It seems to be the nature of things that they don't last. Somewhere many of us have gotten the idea that things should last, or that they're superior if they do. Nature kind of mocks this idea, though.
I guess that's where I'm stuck. By my beliefs, my consciousness is a product of my living brain. When that brain ceases to be alive, my consciousness ceases. With effort I can deal with that as it pertains to me, but I can't really as it pertains to those I love. Maybe it seems self absorbed to want to endure myself and so I can conceive of ceasing to exist. But for others, I can hardly bear thinking of them gone.
My dog is getting old. He probably has 2-4 years left and I'll likely see him die. I love animals in the sense most people use the word, but my love for him leaves me a bit awe struck. He's a dog, so he's prone to most dog excesses like destroying things or humping legs or pillows or anything he can mount sometimes. He's a sloppy eater. The list goes on, but mostly his is the most gentle and genuine soul I've ever encountered. God.
I love my moments with him and I don't let my heady concerns interfere with those moments. Maybe he sees a longing for something when our eyes meet, but after e few seconds he bows and grabs a toy and we're off to the races, which are almost slow motion these days, but that suits both of us.
His life is too good to be so brief, and that's true for all of us in some way or another. We get a chunk of a century and then life goes on. Without us. Again, I think I can handle that on a personal level, but with the things and people and dogs I love it seems too little.

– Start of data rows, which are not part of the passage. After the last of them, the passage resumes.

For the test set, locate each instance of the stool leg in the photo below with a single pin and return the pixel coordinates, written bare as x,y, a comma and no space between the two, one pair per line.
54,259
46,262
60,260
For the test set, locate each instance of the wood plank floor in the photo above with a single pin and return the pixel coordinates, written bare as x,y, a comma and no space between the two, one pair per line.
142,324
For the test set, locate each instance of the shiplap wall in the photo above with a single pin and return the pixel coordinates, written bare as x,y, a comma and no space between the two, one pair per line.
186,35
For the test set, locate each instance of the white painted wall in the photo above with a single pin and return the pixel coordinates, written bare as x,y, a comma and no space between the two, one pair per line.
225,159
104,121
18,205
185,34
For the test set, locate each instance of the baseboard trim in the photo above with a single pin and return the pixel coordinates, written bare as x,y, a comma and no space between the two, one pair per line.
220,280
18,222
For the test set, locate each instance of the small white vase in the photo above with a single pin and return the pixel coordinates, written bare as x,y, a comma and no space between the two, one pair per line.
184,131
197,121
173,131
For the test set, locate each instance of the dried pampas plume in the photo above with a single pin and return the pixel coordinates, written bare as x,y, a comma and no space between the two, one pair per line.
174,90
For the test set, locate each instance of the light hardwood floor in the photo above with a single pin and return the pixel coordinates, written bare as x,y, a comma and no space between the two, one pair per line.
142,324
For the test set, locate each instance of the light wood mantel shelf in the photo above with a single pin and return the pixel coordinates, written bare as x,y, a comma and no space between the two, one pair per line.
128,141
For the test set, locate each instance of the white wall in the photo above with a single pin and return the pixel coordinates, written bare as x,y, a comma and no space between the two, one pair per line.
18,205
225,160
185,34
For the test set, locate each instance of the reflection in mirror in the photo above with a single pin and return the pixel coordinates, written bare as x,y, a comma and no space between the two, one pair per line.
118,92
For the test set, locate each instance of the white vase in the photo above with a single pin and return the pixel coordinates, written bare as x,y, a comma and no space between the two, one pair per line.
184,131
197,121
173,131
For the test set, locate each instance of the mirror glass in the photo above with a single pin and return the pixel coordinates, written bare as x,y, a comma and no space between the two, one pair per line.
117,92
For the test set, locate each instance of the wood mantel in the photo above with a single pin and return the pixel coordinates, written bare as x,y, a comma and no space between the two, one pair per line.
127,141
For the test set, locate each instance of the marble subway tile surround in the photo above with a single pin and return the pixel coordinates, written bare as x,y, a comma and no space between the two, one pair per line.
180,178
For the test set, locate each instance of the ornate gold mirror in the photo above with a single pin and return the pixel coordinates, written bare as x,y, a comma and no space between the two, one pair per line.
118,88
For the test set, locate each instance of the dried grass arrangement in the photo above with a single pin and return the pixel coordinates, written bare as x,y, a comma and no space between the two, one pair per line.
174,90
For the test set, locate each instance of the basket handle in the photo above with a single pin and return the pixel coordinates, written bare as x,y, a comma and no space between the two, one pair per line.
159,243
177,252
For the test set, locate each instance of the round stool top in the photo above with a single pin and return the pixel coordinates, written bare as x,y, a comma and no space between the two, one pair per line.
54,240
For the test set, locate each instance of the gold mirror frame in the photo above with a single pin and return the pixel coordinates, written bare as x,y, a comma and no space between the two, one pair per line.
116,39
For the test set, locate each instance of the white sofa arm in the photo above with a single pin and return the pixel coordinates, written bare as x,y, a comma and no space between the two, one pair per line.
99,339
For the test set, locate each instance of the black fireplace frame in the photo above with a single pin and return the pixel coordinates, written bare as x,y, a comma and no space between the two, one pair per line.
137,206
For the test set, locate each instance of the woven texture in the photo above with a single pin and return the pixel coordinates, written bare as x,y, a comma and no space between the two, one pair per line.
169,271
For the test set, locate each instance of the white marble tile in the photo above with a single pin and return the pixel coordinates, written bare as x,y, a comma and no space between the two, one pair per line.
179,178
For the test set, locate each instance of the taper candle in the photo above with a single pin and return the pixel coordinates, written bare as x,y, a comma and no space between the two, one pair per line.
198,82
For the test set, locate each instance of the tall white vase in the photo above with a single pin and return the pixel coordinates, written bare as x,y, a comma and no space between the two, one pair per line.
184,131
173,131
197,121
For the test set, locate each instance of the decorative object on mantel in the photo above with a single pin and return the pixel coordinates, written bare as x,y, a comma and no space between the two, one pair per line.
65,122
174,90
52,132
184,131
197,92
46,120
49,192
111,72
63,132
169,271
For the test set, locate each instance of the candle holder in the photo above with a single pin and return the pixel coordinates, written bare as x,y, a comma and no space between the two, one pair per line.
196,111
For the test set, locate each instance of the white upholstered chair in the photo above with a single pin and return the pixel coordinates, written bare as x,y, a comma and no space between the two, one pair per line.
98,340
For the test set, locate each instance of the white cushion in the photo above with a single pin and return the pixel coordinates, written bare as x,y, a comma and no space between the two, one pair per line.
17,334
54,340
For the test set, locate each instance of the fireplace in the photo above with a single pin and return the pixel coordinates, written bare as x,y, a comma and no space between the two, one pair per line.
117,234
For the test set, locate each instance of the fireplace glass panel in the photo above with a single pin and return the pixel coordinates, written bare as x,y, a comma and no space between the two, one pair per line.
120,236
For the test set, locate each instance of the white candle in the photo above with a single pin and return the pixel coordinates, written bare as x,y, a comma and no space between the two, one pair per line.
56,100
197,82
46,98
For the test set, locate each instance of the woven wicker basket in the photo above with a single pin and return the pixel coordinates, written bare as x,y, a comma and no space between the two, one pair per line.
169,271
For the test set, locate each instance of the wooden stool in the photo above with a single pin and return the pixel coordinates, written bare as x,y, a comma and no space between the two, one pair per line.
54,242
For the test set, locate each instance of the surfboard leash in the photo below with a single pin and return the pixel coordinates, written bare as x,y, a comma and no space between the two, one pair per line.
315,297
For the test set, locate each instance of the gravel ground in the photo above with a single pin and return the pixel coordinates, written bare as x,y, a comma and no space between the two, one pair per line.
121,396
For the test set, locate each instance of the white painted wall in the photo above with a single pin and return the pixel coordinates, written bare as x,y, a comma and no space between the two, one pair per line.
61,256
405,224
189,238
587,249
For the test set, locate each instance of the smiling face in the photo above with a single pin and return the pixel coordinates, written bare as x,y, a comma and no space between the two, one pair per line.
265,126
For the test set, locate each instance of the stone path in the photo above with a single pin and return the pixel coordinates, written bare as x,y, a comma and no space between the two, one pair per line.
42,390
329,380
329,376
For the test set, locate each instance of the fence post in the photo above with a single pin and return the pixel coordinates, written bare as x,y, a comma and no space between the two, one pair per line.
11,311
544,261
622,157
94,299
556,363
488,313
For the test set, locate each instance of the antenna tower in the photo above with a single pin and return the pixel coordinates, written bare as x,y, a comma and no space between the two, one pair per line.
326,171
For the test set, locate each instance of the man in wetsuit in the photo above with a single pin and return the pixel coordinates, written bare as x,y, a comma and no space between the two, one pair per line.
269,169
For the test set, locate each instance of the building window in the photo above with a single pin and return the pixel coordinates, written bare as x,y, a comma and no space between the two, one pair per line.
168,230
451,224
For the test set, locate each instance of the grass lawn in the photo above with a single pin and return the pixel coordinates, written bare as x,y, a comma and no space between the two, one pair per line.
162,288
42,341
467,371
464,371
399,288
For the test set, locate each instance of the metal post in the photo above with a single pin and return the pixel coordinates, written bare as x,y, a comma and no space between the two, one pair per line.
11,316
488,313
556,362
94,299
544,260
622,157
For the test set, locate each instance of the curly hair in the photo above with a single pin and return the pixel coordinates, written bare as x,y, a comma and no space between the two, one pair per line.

Some things should last. If not the things themselves, then the impact they had. Do they?
Beliefs do not last either.
Your beliefs are wrong in their basic premise.
Hence, you will never find peace, unless you change the concept of your life.
Meditate over this:
1. Try to imagine yourself never been born. As hard as you can.
2. Try to imagine yourself non-existent after death. As hard as you can.
Dedicate some time and effort to this meditation.
When you FAIL to do so, meditate over this:
Maybe you DO exist before and after?
Some things should last. If not the things themselves, then the impact they had. Do they?
Everything is finite in it's own timeframe, the sun will eventually burn out, universe will expand into a flyaway state of infinity, even the most famous persons and acts will eventually be forgotten. Human and animal existence will either cease or evolve to a state unrecognizable to what it is now.
As to a state of conscious existence pre or post one's present existence, what would it be if consciousness and intelligence did not expand, improve and evolve along with it. Imagine existing indefinitely in your present state, thousands, tens of thousands of years getting up, making breakfast, paying bills, going to work, cleaning the house, cooking, etc...etc...
Some things should last. If not the things themselves, then the impact they had. Do they?
The impact is lasting, I can testify to that. I have lost dogs, a wife, a brother, a mother, and a son to death, and their memory and their impacts endure.
Everyone knows that nothing is forever. We hope that we will not outlive our spouse or at least not our children, and thus blunt the force of those losses. We have death from old age "priced in", but not death out of turn, "before the time" or with much suffering, which all the above-listed were.
Hackneyed as it is, for me it comes back to the old chestnut, "don't cry because it's over, smile because it happened." Otherwise you fail to remember the best of those you've lost, and to be grateful for that best. You get stuck bemoaning the loss itself, and perhaps, any regrets or disappointments from those necessarily imperfect relationships.
It sounds like you are fully experiencing your dog while he's alive, warts and all, and that's the best you can do to prepare for the inevitable.
When I wrote the OP I was in a bit of a mood, I guess. I typically believe that we all have the potential to impact the people in our lives, for the good hopefully. In that sense we're a part of them, and them, us. I know my dog is an inextricable part of me, and definitely for the better. So he'll continue to speak through me, and I'll speak through the people and dogs I interact with, and so on.
Life is OK, but looked at too narrowly it seems so cruelly brief.